March 1, 2026
Foundations for Intelligence
Shipped a full document intelligence pipeline, unified the core agent execution loop via a major refactoring, and implemented a robust backend readiness probe.
Unifying the Agent’s Core
The core agent execution logic—our ACT loop—was triplicated across the tool_worker, digest_worker, and persistent_task_worker. Over time, these implementations had silently diverged, creating subtle inconsistencies. For instance, the critic was only running in one worker, a budget safety net was exclusive to another, and smart repetition detection was missing from the third. This was a classic DRY violation waiting to cause problems.
Today, we replaced all three with a single, parameterized ACTOrchestrator service. This refactoring centralizes the execution logic, ensuring every task benefits from the same safety checks, critic oversight, and efficiency improvements. As part of this cleanup, we also consolidated scattered constants like skill sets into central registries and fixed several nagging card duplication bugs stemming from race conditions and retry logic.
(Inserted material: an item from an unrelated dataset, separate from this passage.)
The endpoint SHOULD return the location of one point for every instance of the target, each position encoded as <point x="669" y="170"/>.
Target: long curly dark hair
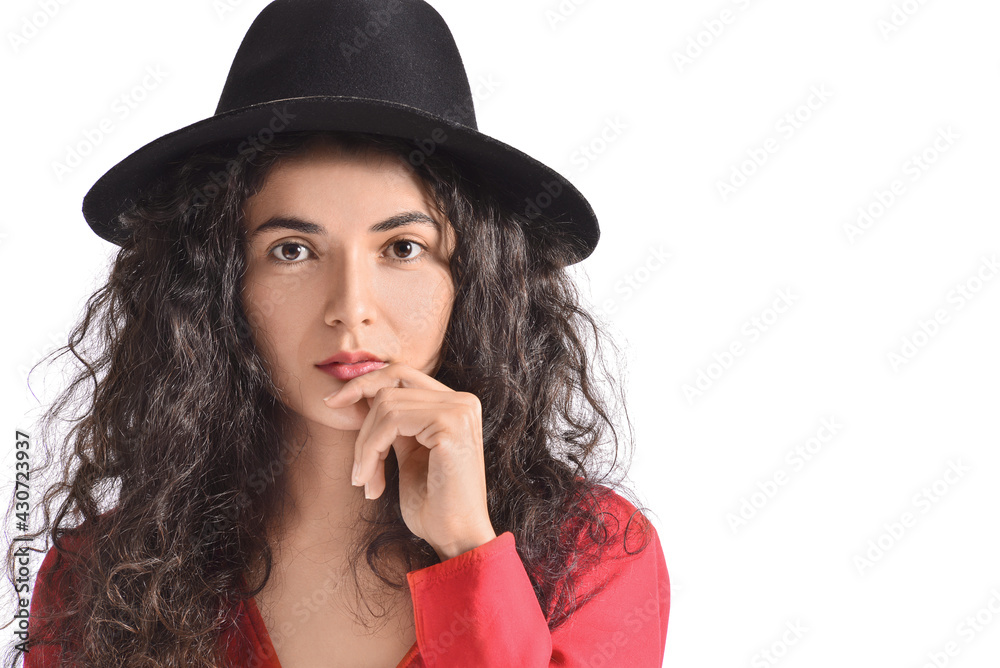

Introducing the Document Intelligence Pipeline
A major new capability landed today: a complete pipeline for ingesting and understanding documents. Users can now upload common file types (PDF, DOCX, PPTX, etc.), which Chalie will process end-to-end.
The pipeline automatically extracts text, identifies key metadata like dates and companies, and uses adaptive chunking to store the content with semantic embeddings in pgvector. An LLM then synthesizes a human-readable summary and a list of key facts. Crucially, this synthesis isn’t final until the user confirms it, allowing for review and augmentation with personal context. The system also handles versioning through supersession—uploading a newer version of a document intelligently replaces the old one. This entire knowledge base is now accessible via a new document skill, enabling hybrid search across everything a user has uploaded.
Ensuring a Smooth Startup
We fixed a frustrating startup race condition. Previously, the frontend would load the moment the web server started, often before the database, Redis, or background workers were fully initialized. This could lead to a confusing or non-functional initial state.
We’ve introduced a new /ready endpoint that acts as a true readiness probe, only returning a success status when PostgreSQL, Redis, and the necessary queue workers are all confirmed to be online. The frontend now polls this endpoint, displaying a “Waking up…” overlay until the entire system is ready. This provides a much more robust and reliable startup experience, preventing users from interacting with a partially-active system.